So there is this guy preaching the word of God outside our club. I went up to him and said, "God made this body, and he made it for premarital sex." Sup, Hell?
GOOD IDEA: Stealing the bike a couple blocks away so I don't have to walk. BAD IDEA: riding bike for the first time in years drunk as hell. I'm bleeding and my body hurts and once again I can't find my car.
I'm out of vodka and money. My semester is officially over. The way I see it, my finals are just forms I need to fill out in order to leave campus.
Apparently last night drunk me put my phone in a cup of beer to make it "fun scented".
all i remember is being at the diner with her at 3am and her storming into the kitchen to make sure the chef gave me regular fries instead of home fries.
Whoever decided it was a good idea to sell 40's at a bar with life-sized jenga deserves a nobel prize.
Apparently you need a permit for a flamethrower.
so apparently going to a christian rock concert dressed as Jesus is horribly inappropriate.
Bro, she used the potato bongs to make French fries after. She's deff a keeper.

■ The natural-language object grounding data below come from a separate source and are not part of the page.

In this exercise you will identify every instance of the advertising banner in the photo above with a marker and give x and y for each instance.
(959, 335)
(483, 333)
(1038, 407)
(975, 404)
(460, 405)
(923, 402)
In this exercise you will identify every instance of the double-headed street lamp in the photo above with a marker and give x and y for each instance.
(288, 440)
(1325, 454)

I kept calling him escargot instead of Estaban..I don't think that was the wisest choice.
Reasonably certain my seventh grade teacher is encouraging me to drop acid on twitter
She bit my shoulder during foreplay last night, and it's already infected. I think she has rabies.
I've never said "lesbians" so many times in a short response answer
i was so high when i left this morning that rather than make sandwiches i threw bread and peanut butter in my backpack. a whole loaf. and a whole jar
Woke up with a glow stick in my boobs this morning. Must've dominated Sunday.